For its ‘powerful presentation’ of a true life story which highlights the urgent need for a ‘social support system for sportspersons especially in rural India’, Paan Singh Tomar has bagged the 60th National Award for the best feature film. Lauded for its “sleek and sensitive handling of a not-too-common subject,” the movie, according to the jury, left the viewer with a realisation of the “decadent value system prevalent in the society.”

The Hindi film, Vicky Donor, shared the award for the best “popular film providing wholesome entertainment” with the Malayalam film, Ustad Hotel. Shepherds of Paradise, portraying the life of a nomadic shepherd family in Kashmir, was awarded the best non-feature film. Bedabrata Pain’s Hindi film, Chittagong, and the Siddhartha Siva-directed Malayalam film, 101 Chodiyangal, shared the Indira Gandhi award for the best debut film of a director.

The prestigious awards, which recognise films across languages and regions, were announced in the capital on Monday afternoon. The jury for feature films was headed by Basu Chatterjee, while Aruna Raje headed the non-feature films jury.

Sportsperson to dacoit

The best actor award was given jointly to Irrfan, for his lead characterising the transformation of an “international sportsperson to a dacoit” in Paan Singh Tomar, and Vikram Gokhale, for a well-calibrated performance, in the Marathi film, Anumati. Usha Jadhav was declared the best actress for doing “full justice to her character” as a “rustic housewife in an unlikely setting of a cremation ground” in the Marathi film, Dhag. The film’s director, Shivaji Lotan Patil, was also awarded the best director for his “creative craft throughout the brilliant film.”

Malayalam films swept awards in the social category. For its tale of “communal harmony,” and “the bonding between a Hindu and Muslim lady,” Thanichalla Njan got the Nargis Dutt award for the best feature film on national integration. Spirit, depicting the ills of alcoholism, bagged the best film on social issues.
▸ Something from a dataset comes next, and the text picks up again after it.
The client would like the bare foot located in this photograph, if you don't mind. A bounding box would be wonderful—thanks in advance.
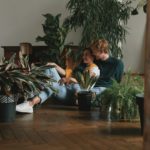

And Black Forest, set in a tribal backdrop, got the best film on environmental conservation.

The Tamil film, Vishwaroopam, which was drawn into a controversy, was awarded for the best production design and best choreography.

Oh My God, the Hindi film which critiqued blind faith and drew flak from conservative leaders, shared the prize for best screenplay with Kahani and Ustad Hotel.